Future Politics: China


A pleasant surprise and confirmation of my imaginings this week: I read an article in The Atlantic Monthly entitled “The $1.4 Trillion Question” by James Fallows about the financial relationship China has with the U.S.  Over the last five years or so, other articles and reports have appeared in the media about the huge trade surplus China has with us and how China is investing that surplus into the U.S. economy, essentially helping to keep us afloat.  China is not the only foreign country that invests in the U.S.  Japan also has a sizable investment, Saudi Arabia and Russia among others.  How does this apply to Perceval?

Several years ago when I had reached the tenth or eleventh draft, it suddenly occurred to me that Japan had bought a lot of real estate in America so why couldn’t China have also invested heavily in our economy?  And then why couldn’t China threaten to cash in all its investments all at once and effectively trash our economy completely?  I decided that this could be possible theoretically and ran with it.  At the beginning of Perceval, talks organized by the EU and Russia are occurring between China and America in Vienna to persuade China not to cash in all its investments in America.  China has become nervous about the American economy because the social and political situations, from China’s perspective, have become unstable with a civil war, armed resistance, and states threatening to secede.  And China wouldn’t mind strengthening its position as a superpower.  Evan Quinn has a secret that threatens both him and the situation between China and America, and in the story, he must decide what he’s going to do about it.

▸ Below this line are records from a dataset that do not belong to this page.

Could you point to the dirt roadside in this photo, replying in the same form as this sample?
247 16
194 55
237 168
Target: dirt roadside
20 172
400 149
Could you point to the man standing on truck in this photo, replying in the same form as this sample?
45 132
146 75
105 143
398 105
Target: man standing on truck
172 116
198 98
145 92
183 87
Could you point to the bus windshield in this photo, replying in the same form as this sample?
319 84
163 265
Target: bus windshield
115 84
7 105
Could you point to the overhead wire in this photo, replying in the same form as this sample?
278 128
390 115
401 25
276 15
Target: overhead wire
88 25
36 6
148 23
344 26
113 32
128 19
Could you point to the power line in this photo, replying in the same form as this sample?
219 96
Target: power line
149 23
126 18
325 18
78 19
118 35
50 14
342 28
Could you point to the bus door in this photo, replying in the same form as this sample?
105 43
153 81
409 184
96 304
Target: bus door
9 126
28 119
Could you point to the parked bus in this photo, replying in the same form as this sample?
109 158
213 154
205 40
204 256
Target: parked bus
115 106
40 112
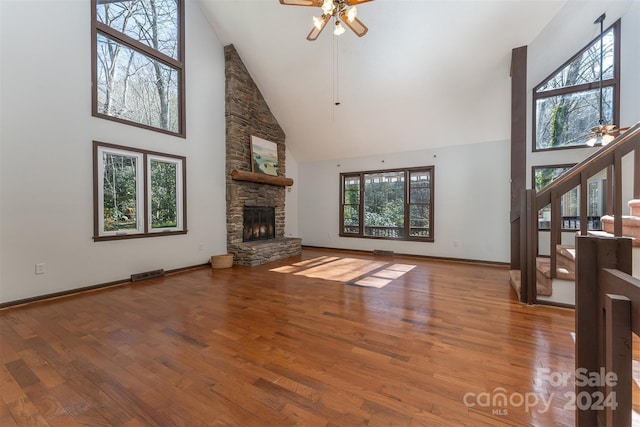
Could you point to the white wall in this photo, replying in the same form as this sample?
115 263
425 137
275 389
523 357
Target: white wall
291 198
571 30
46 211
471 201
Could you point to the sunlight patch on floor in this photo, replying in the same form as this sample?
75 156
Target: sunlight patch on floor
354 271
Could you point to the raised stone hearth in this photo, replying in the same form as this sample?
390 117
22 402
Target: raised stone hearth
248 114
260 252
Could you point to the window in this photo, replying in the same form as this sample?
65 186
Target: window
567 104
138 193
570 201
389 204
138 63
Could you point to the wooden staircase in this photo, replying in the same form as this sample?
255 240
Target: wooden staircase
566 254
532 274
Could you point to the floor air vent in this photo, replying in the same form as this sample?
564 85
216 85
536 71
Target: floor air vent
381 252
147 275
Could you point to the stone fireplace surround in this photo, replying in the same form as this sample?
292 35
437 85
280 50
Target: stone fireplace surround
248 114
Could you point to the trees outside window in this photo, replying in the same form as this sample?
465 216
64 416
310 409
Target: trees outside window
138 193
138 63
567 103
390 204
570 201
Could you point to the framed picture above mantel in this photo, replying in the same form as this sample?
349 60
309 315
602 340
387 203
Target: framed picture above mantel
264 156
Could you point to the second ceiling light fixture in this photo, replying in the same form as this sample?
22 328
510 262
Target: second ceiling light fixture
341 10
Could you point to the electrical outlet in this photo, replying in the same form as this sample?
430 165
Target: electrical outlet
40 268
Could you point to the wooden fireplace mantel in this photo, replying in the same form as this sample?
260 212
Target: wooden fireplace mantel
261 178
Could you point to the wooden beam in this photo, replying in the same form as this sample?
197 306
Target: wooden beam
261 178
518 145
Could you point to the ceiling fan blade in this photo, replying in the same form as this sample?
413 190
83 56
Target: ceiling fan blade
316 3
356 25
356 2
315 31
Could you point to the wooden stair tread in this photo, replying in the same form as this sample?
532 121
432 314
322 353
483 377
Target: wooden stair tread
543 265
567 251
596 233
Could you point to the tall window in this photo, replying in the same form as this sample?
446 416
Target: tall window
389 204
570 201
567 103
138 63
138 193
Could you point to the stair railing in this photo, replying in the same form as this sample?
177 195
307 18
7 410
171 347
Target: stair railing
607 313
531 203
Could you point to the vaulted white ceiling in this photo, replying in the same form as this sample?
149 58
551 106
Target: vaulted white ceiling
427 74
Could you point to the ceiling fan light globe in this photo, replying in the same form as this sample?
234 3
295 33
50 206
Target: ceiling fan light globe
328 7
352 14
318 22
606 139
591 142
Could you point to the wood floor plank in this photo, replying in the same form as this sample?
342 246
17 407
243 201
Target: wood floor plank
288 343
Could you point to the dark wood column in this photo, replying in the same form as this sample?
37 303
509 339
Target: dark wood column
518 145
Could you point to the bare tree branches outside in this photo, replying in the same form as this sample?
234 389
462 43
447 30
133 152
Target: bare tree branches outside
138 62
567 104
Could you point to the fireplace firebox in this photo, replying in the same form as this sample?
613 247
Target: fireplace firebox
259 223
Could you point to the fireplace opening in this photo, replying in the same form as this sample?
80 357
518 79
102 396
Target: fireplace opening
259 223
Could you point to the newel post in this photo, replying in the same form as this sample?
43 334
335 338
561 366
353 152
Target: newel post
592 255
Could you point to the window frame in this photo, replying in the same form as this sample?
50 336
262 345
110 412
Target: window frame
176 64
407 204
613 82
179 192
143 186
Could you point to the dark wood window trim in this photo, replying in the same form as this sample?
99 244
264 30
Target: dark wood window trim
613 82
123 39
407 202
97 181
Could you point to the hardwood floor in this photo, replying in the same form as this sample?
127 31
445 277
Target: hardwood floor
289 343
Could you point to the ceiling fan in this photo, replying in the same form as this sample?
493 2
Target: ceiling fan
602 134
341 10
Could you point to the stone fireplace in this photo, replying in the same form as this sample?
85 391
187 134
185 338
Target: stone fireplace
248 114
258 223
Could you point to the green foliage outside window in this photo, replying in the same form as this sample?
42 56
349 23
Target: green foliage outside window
120 202
164 201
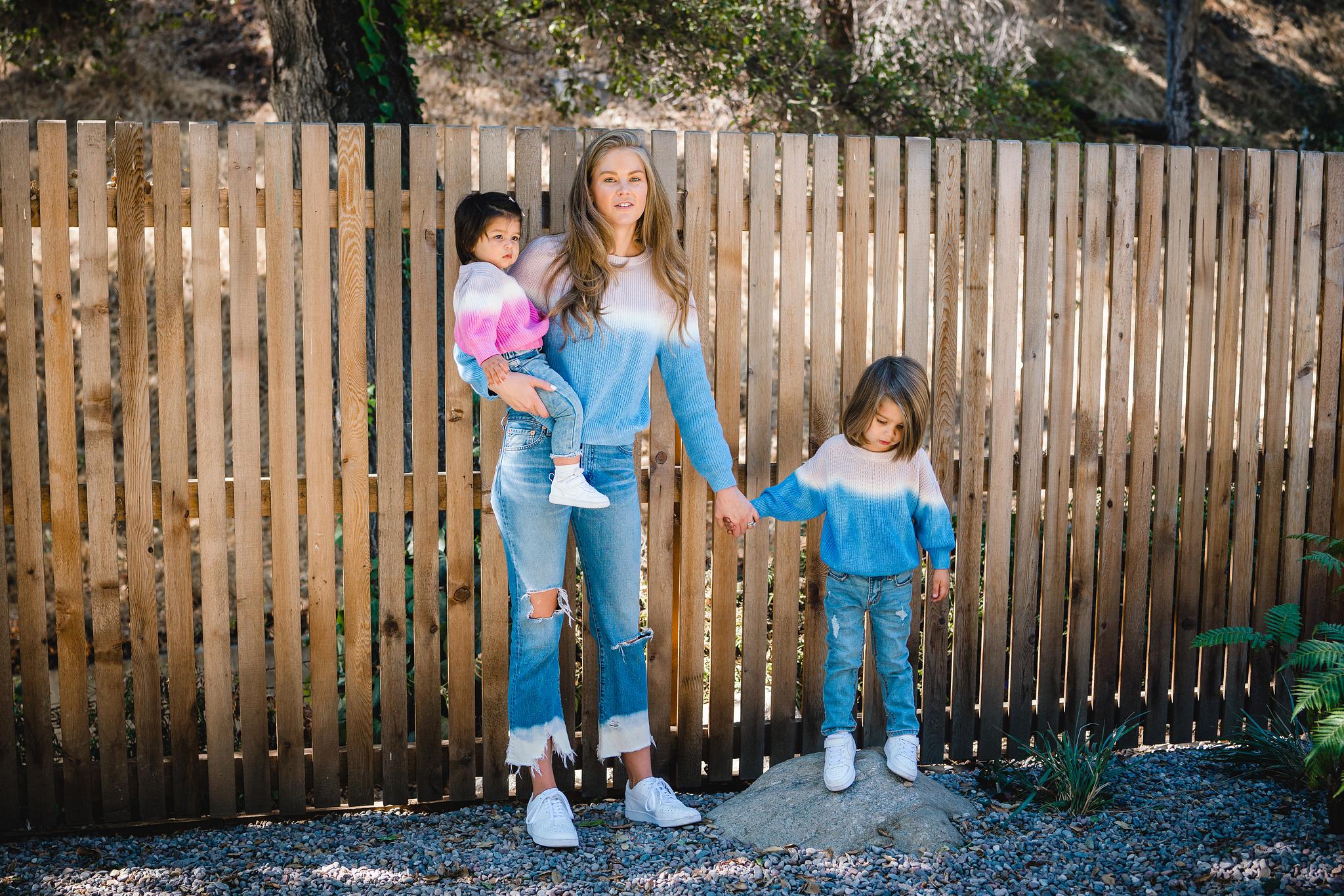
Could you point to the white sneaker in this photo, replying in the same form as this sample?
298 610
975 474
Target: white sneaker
839 770
654 801
550 820
902 755
576 491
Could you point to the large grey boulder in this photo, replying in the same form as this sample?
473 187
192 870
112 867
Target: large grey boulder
791 805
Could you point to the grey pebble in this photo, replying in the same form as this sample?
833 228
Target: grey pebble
1190 829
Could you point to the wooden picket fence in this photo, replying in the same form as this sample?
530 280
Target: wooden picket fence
1106 329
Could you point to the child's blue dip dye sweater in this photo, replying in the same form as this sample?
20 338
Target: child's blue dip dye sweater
877 508
610 369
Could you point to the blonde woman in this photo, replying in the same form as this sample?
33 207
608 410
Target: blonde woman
614 287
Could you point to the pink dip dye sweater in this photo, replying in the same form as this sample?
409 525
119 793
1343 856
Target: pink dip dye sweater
494 314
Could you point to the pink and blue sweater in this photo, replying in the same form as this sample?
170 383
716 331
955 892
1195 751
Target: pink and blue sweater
494 314
610 369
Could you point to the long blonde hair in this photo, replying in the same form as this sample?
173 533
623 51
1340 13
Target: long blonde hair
588 242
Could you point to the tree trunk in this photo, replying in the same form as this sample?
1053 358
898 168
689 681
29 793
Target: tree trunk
1182 75
837 23
316 65
318 49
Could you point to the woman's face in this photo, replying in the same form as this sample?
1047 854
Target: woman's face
620 187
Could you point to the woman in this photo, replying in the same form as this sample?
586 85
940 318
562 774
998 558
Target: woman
616 289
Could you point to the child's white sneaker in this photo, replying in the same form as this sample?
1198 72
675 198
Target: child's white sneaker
839 770
652 801
902 755
576 491
550 820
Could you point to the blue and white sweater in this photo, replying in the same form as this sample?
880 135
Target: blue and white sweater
610 369
878 510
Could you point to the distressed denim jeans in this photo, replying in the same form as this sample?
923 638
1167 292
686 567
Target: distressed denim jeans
536 535
886 600
564 405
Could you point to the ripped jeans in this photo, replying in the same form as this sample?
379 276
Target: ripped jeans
536 535
886 600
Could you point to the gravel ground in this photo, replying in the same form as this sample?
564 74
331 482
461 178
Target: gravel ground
1179 825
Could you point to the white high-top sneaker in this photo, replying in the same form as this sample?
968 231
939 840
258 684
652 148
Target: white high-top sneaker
576 491
902 754
550 820
652 801
839 770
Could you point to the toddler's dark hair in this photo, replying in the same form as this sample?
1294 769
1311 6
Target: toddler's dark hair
474 214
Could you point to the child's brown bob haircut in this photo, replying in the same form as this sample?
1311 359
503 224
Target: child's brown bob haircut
473 216
906 383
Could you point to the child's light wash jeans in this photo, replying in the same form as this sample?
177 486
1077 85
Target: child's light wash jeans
564 405
886 600
536 535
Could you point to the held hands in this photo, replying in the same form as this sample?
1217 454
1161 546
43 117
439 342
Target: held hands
495 369
519 393
940 583
734 512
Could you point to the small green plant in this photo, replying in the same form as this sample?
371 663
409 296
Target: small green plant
1060 771
1312 670
1276 750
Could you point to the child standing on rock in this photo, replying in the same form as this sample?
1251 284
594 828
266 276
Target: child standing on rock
882 500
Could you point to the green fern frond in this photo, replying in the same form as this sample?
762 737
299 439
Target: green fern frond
1311 538
1328 632
1318 655
1231 636
1284 622
1328 738
1319 689
1330 562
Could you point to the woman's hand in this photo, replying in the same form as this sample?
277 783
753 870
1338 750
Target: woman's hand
940 583
733 511
519 393
496 369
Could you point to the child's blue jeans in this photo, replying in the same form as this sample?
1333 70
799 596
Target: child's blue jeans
886 600
564 405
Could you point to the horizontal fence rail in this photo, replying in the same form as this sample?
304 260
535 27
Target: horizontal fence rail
252 569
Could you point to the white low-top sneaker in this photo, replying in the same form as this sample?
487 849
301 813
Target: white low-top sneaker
839 770
652 801
902 755
550 820
576 491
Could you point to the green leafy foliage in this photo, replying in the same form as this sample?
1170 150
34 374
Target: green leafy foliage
1276 751
1060 771
373 71
1312 669
770 61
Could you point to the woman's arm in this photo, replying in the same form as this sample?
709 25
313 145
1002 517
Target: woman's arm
687 384
518 390
801 496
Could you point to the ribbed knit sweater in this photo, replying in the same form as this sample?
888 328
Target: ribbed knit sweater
610 369
878 510
494 315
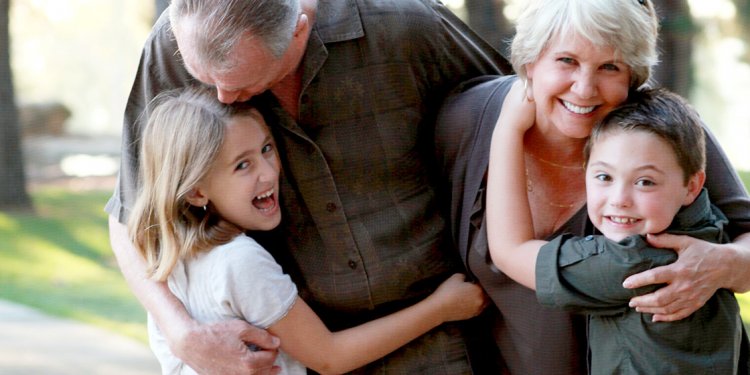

In James Fallow’s article, he clearly describes how China has invested billions in the American economy to date, and as long as the dollar remains relatively strong, has no reason not to continue investing.  As he put it, “Without China’s billion dollars a day, the United States could not keep its economy stable or spare the dollar from collapse.”  He goes on to examine possible scenarios, and how unlikely it is that China would do anything to hurt us because it would hurt them through their dollar investments.  However, political tensions or global economic shifts could lead to China using this investment “weapon” to try to protect their position.  Not too far from what I’d imagined years ago…..

The entire article can be read at www.theatlantic.com/doc/200801/fallows-chinese-dollars.